Speaking as someone who has personally felt hurt emotionally and/or spiritually by a fellow brother or sister in Christ, I know how easy it is to sulk in your hurt until it turns to bitterness, and eventually anger and discontentment with those people, and sometimes even the Church as a whole. Now, when we feel hurt there are two kinds of people we can become: the confronter, or the wallower.
Allow me to clarify that when I say to confront, I mean informing the person that what they said or did hurt them with the intent of reconciliation. I know there are some people, like me, who hate confrontations, however to have true reconciliation without a wall built between you and your friend, it means you have to communicate. For instance, I have a friend that I became close with rather quickly at a church I had been attending, we would exchange text messages and occasional phone calls and then we went to emailing each other. For some time we were steadily exchanging emails every other day and sometimes daily. Well, all of the sudden her responses stopped altogether. I had a choice, I could have allowed a wall to build between us or I could have confronted her about the situation. So, in an email I sent her, I expressed how I was feeling in the most non-confrontational and Christ-like way I could and gave her the opportunity to set the record straight. I am so thankful I did this, because I valued this relationship and I knew she was a sister in Christ that I did not want to lose. In confronting her, not only was there reconciliation but also a deeper understanding of what was going on in her life.
This is the most dangerous place to find ourselves in, because once we begin to wallow, many times we wind up trapped in this state and sulking in our hurt does nothing for us or those around us. In fact, many times it proves to be nothing more than a total turn-off and I think it just makes the situation 10 times worse. I can attest to this personally from when I was in high school. We see cliques being an issue in the church with grown adults, so naturally it is even worse in the youth. Combine that with an overly emotional quirky teenage girl and all her hormones and you’re destined to have some hurt feelings. At that age(13-18), I definitely chose to wallow in my hurt and constantly point the finger towards those who hurt me and it really caused damage that I still struggle with to this day. There is no specific story or situation, but I remember feeling left out and hurt by my Christian peers at church, therefore my brothers and sisters in Christ, and instead of confronting them or trying to turn my pain into something positive, I wallowed in it and it eventually grew to where I was bitter towards those people, and then eventually toward the church. Perhaps if I had prayed and sought God through that season and had addressed my brothers and sisters in a Christ-like manner with the intent for reconciliation, my story would be different. Although my story is not one of reconciliation, God has allowed for me to learn through that season of my life.

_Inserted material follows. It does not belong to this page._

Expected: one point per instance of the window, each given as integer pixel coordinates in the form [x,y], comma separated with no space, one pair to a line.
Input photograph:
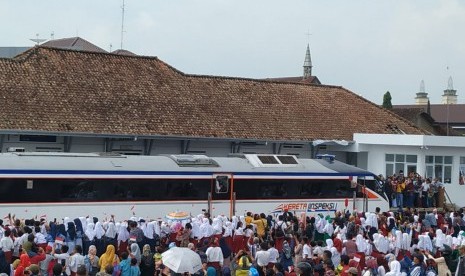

Whether we have chosen to confront or wallow, I believe we can use our past, present, or ongoing pains and turn them into something positive. You might ask how, but that is really for the Lord to answer and I know He will if you earnestly seek Him in it. Jeremiah 19:12-13 says, “Then you will call upon me and come and pray to me, and I will hear you. You will seek me and find me, when you seek me with all your heart.” If you seek Him and ask for Him to turn your pain into something positive, He will do it (Matthew 7:7-12). For me personally, I think a way to turn my pain into something positive would be to get involved in my church by welcoming new faces with a smile and try my hardest to welcome them with the fervor and Spirit that I wish others would have done for me. That is, to go above and beyond a simple hey, but to actively pursue them, getting connected with them through social media, inviting them over or out to eat. For me, personally turning my pain into something positive is to treat others the way I wish I had been treated and to pursue my brothers and sisters in Christ with more than simple greetings. How will you turn your pain into something positive today to bring glory and honor to God?